NGC | Catalog
Welcome Guest
CatalogModelsSTT En Quartznet15x5

STT En Quartznet15x5

For downloads and more information, please view on a desktop device.
Logo for STT En Quartznet15x5

Description

QuartzNet is a Jasper-like network that uses separable convolutions and larger filter sizes. It has comparable accuracy to Jasper while having much fewer parameters. This particular model has 15 blocks each repeated 5 times.

Publisher

NVIDIA

Use Case

Speech To Text

Framework

PyTorch with NeMo

Latest Version

1.0.0rc1

Modified

March 15, 2022

Size

67.7 MB

Model Overview

These models are based on the QuartzNet [1] architecture, which is a variant of Jasper [2] that uses 1D time-channel separable convolutional layers in its convolutional residual blocks and are therefore smaller than Jasper models.

Jasper models utilizes a character encoding. The pretrained models here can be used immediately for fine-tuning or dataset evaluation.

Trained or fine-tuned NeMo models (with the file extenstion .nemo) can be converted to Riva models (with the file extension .riva) and then deployed. Here is a pre-trained QuartzNet speech-to-text (STT) -- a.k.a. automatic speech recognition (ASR) -- Riva model.

Model Architecture

The Quartznet model is composed of multiple blocks with residual connections between them, trained with CTC loss. Each block consists of one or more modules with 1D time-channel separable convolutional layers, batch normalization, and ReLU layers.

The Quartznet 15x5 model consists of 79 layers and has a total of 18.9 million parameters, with five blocks that repeat fifteen times plus four additional convolutional layers [1].

Training

This QuartzNet model was trained on a combination of seven datasets of English speech, with a total of 7,057 hours of audio samples. Samples were limited to a minimum duration of 0.1s long, and a maximum duration of 16.7s long. The model was trained for 300 epochs with Apex/Amp optimization level O1.

Datasets

The datasets included in training are detailed in the table below. The "Duration" column indicates how many hours of audio are contained in that dataset before length filtering was performed.

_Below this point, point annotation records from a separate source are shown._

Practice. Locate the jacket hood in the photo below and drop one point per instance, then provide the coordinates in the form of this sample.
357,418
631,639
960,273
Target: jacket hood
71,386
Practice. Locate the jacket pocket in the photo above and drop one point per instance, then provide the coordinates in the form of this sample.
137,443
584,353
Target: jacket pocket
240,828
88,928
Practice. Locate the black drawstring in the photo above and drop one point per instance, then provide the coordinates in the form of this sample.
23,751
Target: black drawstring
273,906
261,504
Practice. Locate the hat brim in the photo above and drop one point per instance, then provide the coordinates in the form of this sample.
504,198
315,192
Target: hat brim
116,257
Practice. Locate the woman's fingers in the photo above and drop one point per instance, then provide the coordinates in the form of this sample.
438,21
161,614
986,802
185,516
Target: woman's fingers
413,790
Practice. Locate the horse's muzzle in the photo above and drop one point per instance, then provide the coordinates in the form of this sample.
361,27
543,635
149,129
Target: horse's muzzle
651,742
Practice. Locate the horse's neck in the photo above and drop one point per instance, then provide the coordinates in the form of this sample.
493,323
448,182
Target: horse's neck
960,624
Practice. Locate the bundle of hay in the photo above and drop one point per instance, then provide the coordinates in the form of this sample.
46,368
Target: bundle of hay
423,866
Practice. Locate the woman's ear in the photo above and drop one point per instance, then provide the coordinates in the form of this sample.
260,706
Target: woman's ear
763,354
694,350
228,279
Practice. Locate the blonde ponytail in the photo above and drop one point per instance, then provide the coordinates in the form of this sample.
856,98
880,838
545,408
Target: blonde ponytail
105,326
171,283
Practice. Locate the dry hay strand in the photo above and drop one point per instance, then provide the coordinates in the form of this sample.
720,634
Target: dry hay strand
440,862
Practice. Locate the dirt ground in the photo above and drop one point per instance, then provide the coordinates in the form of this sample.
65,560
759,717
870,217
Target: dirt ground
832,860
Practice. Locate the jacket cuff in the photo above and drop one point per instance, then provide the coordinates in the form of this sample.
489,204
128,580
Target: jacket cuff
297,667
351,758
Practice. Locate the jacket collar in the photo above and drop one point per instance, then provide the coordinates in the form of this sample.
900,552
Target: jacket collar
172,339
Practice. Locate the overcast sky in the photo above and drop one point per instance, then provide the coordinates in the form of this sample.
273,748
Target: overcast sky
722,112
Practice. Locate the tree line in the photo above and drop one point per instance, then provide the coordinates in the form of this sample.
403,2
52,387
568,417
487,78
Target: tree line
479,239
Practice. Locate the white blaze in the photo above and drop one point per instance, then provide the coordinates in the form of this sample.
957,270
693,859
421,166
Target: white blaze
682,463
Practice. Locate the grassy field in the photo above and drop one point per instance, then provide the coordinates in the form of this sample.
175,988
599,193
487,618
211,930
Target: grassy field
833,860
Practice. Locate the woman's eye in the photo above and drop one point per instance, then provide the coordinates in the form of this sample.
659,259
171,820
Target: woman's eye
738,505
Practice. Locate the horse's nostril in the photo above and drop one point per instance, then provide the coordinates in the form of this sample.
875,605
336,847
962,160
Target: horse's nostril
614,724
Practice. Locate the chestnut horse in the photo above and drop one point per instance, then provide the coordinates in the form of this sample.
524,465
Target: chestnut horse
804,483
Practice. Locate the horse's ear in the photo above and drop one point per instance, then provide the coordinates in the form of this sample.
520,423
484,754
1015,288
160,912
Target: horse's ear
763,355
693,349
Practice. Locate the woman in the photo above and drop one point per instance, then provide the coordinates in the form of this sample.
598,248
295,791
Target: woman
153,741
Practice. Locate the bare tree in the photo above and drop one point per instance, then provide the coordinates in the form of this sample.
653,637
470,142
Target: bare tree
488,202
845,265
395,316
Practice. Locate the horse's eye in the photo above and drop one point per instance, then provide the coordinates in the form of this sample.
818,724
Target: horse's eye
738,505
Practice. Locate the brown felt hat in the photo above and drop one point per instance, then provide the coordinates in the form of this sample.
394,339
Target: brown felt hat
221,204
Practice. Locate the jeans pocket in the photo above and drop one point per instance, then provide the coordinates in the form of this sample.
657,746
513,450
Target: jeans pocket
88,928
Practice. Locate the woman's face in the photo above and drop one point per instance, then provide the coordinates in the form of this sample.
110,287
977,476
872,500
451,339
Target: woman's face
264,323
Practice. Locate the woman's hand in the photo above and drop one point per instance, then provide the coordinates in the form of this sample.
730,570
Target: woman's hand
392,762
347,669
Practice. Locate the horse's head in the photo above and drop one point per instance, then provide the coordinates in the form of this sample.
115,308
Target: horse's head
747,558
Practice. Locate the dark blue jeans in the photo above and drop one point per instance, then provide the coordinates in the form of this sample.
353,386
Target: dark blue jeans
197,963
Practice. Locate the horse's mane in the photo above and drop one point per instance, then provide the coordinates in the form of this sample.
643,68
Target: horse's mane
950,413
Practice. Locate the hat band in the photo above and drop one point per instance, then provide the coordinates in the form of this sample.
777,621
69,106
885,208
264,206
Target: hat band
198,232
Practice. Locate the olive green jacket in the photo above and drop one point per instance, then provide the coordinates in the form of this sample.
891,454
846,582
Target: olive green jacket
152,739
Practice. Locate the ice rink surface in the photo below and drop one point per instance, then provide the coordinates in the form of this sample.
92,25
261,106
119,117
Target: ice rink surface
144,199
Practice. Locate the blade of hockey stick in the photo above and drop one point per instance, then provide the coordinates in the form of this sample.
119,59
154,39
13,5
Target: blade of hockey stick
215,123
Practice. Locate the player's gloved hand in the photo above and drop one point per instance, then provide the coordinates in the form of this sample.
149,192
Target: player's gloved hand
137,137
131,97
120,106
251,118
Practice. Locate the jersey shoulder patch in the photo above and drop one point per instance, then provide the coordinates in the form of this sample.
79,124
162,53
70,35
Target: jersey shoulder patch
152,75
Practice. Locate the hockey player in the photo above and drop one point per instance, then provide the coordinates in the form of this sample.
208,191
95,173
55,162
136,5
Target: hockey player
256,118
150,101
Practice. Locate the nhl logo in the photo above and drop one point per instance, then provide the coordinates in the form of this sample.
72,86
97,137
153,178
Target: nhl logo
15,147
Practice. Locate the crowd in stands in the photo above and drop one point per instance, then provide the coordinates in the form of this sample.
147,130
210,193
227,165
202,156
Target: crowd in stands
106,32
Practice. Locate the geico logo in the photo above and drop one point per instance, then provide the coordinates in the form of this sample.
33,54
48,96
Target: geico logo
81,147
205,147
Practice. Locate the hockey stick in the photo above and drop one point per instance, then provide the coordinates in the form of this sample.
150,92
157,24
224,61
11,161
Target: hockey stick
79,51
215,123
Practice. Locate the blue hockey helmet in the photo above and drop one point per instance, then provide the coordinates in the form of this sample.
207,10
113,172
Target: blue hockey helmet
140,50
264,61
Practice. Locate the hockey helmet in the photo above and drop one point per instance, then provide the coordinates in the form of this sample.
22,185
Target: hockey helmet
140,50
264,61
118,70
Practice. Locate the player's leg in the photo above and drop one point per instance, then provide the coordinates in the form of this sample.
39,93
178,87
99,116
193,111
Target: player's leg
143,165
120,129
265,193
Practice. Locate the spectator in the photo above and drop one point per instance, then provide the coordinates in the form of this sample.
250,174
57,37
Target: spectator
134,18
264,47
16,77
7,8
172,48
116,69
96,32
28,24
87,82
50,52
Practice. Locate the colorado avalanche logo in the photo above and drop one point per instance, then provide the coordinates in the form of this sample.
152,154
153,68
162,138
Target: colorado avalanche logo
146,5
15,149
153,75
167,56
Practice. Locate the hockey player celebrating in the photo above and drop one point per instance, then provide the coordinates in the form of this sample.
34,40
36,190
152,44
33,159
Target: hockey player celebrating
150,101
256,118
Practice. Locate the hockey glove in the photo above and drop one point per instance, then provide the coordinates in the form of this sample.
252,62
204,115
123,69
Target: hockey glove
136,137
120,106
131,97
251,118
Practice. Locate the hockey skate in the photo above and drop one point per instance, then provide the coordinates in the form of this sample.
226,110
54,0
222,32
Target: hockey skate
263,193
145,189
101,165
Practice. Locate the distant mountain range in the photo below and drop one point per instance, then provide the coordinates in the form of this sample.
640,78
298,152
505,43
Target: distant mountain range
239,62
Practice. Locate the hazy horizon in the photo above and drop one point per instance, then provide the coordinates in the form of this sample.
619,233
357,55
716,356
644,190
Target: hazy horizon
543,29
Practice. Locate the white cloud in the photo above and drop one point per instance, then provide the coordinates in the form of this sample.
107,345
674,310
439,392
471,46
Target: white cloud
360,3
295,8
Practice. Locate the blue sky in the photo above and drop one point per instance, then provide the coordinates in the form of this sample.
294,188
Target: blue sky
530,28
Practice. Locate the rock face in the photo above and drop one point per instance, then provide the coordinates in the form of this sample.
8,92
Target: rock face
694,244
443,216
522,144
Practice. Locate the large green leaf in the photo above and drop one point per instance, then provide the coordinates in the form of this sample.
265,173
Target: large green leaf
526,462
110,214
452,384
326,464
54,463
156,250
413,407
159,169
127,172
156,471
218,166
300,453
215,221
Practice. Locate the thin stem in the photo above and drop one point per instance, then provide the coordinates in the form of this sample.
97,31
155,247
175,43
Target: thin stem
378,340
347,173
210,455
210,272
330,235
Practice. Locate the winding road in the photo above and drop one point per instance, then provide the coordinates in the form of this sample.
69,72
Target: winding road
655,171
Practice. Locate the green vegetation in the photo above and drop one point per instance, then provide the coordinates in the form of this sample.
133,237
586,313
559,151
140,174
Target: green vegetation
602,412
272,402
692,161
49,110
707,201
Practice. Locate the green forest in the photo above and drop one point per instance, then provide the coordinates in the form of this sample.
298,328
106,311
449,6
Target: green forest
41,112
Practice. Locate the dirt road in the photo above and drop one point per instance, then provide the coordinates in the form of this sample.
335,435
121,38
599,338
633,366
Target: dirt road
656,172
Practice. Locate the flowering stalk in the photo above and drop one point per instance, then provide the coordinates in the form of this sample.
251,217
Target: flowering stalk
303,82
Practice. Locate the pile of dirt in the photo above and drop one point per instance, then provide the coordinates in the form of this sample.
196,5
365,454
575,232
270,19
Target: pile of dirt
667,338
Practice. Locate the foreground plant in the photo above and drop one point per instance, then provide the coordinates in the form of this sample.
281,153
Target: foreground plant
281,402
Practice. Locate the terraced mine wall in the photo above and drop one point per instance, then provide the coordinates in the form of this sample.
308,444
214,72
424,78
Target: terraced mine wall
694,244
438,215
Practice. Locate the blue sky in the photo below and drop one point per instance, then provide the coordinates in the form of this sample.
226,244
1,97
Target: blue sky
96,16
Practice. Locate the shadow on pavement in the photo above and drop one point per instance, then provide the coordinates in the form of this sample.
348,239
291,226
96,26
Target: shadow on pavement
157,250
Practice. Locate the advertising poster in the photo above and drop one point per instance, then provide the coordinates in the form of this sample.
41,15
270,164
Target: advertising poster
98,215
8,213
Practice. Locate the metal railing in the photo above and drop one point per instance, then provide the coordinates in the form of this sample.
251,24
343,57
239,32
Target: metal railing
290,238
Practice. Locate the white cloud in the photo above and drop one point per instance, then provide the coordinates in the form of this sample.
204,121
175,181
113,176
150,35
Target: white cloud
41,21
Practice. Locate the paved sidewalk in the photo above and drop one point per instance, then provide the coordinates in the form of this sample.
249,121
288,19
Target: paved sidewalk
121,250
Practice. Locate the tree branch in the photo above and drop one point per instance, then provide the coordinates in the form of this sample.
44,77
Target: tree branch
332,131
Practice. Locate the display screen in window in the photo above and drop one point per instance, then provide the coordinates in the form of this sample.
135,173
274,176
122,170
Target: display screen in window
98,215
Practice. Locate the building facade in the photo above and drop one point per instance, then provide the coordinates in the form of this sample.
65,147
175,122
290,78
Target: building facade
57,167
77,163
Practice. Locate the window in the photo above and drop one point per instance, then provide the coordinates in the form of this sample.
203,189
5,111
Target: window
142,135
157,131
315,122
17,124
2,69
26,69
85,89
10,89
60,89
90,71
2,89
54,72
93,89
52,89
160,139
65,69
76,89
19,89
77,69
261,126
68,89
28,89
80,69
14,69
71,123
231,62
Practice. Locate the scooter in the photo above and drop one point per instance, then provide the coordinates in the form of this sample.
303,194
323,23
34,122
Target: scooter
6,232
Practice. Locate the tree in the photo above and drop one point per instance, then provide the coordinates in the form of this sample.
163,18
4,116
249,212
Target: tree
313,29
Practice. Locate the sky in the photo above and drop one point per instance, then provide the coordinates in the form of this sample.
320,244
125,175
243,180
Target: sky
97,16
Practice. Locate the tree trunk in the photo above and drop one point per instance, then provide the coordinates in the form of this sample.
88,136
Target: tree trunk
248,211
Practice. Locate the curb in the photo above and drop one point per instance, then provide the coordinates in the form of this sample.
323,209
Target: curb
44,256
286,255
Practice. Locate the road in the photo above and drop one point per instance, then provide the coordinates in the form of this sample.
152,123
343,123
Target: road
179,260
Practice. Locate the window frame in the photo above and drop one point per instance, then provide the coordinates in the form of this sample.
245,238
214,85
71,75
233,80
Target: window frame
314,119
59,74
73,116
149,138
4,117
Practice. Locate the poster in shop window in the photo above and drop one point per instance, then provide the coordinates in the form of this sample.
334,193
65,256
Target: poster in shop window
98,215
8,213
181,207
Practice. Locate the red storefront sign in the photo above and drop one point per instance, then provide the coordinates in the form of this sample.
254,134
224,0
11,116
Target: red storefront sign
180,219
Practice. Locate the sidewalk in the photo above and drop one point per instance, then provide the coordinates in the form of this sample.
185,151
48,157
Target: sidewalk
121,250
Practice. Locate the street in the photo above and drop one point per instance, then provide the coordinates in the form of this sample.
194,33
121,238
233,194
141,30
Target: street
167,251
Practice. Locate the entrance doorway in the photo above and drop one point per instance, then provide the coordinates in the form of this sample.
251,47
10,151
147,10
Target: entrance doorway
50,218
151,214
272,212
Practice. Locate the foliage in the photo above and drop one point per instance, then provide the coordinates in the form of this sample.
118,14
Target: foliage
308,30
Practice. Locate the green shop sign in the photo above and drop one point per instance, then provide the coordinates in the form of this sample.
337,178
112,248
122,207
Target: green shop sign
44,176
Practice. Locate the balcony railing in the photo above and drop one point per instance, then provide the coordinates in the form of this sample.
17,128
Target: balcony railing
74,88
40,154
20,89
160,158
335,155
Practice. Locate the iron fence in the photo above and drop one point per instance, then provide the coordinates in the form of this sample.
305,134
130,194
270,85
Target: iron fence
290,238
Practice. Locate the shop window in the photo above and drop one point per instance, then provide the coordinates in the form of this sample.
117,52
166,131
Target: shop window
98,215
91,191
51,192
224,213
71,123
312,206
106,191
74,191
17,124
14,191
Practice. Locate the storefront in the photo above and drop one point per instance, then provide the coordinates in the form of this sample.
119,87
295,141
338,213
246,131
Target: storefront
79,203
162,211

| Dataset | Speed Perturbed | Duration (h) | |-------------------------------- |----------------- |-------------- | | LibriSpeech | Y | 2,903 | | Wall Street Journal | Y | 245 | | Fisher English Training Speech | N | 1,906 | | Switchboard | N | 316 | | Mozilla Common Voice* | N | 1,090 | | NSC Singapore English (Part 1) | N | 1,857 |

  • Only non-dev and non-test validated clips from Mozilla Common Voice version en_1488h_2019-12-10.

Performance

The performance of Automatic Speech Recognition models is measuring using Character Error Rate.

The model obtains the following scores on the following evaluation datasets -

  • 4.4 % on LibriSpeech dev-clean
  • 11.3 % on LibriSpeech dev-other

Note that these scores on Librispeech are not particularly indicative of the quality of transcriptions that models trained on ASR Set will achieve, but they are a useful proxy.

How to Use this Model

The model is available for use in the NeMo toolkit [3], and can be used as a pre-trained checkpoint for inference or for fine-tuning on another dataset.

Automatically load the model from NGC

import nemo.collections.asr as nemo_asr
asr_model = nemo_asr.models.EncDecCTCModel.from_pretrained(model_name="stt_en_quartznet15x5")

Transcribing text with this model

python [NEMO_GIT_FOLDER]/examples/asr/transcribe_speech.py \
  pretrained_name="stt_en_quartznet15x5" \
  audio_dir=""

Input

This model accepts 16000 KHz Mono-channel Audio (wav files) as input.

Output

This model provides transcribed speech as a string for a given audio sample.

Limitations

Since this model was trained on publically available speech datasets, the performance of this model might degrade for speech which includes technical terms, or vernacular that the model has not been trained on. The model might also perform worse for accented speech.

References

[1] QuartzNet: Deep Automatic Speech Recognition with 1D Time-Channel Separable Convolutions

[2] Jasper: An End-to-End Convolutional Neural Acoustic Model

[3] NVIDIA NeMo Toolkit

Licence

License to use this model is covered by the NGC TERMS OF USE unless another License/Terms Of Use/EULA is clearly specified. By downloading the public and release version of the model, you accept the terms and conditions of the NGC TERMS OF USE.